Because the system has already capitulated. Not circumvented — capitulated. When a future president openly negotiates with a dictator waging genocidal war, when his people publicly profit from this war, when mainstream media publishes this without consequences — it means:
Democracy lost. Fascism won. Now they’re discussing the price list.
Genocide as a Business Model
Things must be called by their names:
Bryan Lanza is not a “consultant.” He is an economic accomplice to genocide.
Donald Trump is not a “controversial president.” He is an accomplice to Russian fascism.
Mercury Public Affairs is not a “PR firm.” It legalizes war crimes through commercial structures.
When Lanza obtains an extension for Lukoil, he’s not “doing business.” He’s securing financing for weapons production that kills Ukrainians.
When Trump allows his people to work for sanctioned Russian companies, he’s not “insufficiently controlling conflicts of interest.” He’s monetizing genocide.

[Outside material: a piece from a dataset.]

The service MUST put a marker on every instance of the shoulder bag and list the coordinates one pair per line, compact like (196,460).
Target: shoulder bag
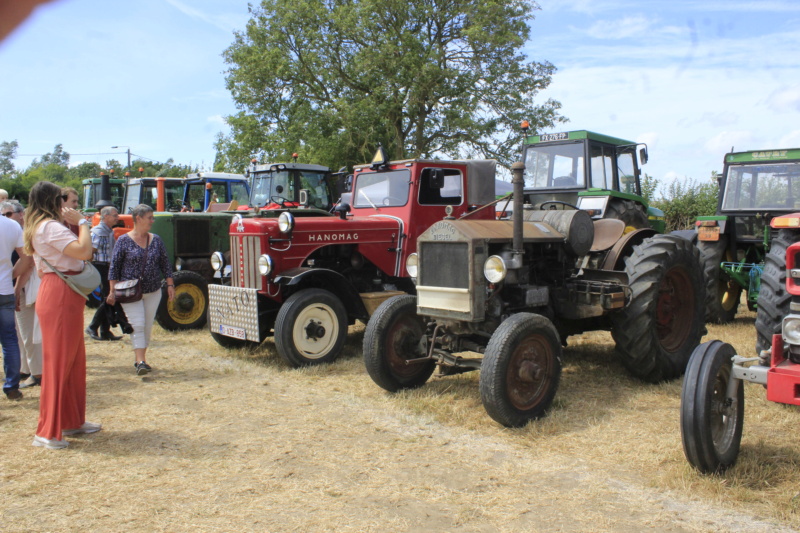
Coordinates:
(84,283)
(130,291)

Every dollar Lukoil saves thanks to Lanza’s work becomes a budget ruble in Moscow. Every budget ruble becomes a shell, missile, drone. Every shell, missile, drone becomes a dead Ukrainian — civilian, soldier, child.
This is not a metaphor. This is a literal chain of cause and effect.
Conclusion: When the Price of Life Becomes Negotiable
The Lanza-Lukoil case is not an isolated scandal. It’s a systemic model that now operates openly:
- Russian companies financing war seek sanctions circumvention
- American politicians with power to change rules sell this access
- Commercial structures legalize treason through “business transactions”
- Money flows from West to Moscow, from Moscow to the front
- Ukrainians die, American politicians get rich
Schröder did this after leaving power and with an appearance of decency.
Lanza does this while in power and demonstratively.
This is not moral degradation. This is a shift in the balance of power. Fascism is strong enough to stop hiding.
The question is no longer whether Trump made a deal with Putin. The question is how much he charged for betraying his country, its values, and the lives of millions of people.
Source: Daniel Lippman, Daniel Barnes, Caitlin Oprysko, “Lanza lands Lukoil account”, Politico, December 11, 2025.
Oleh Cheslavskyi — independent historian and analyst specializing in deconstructing imperial narratives.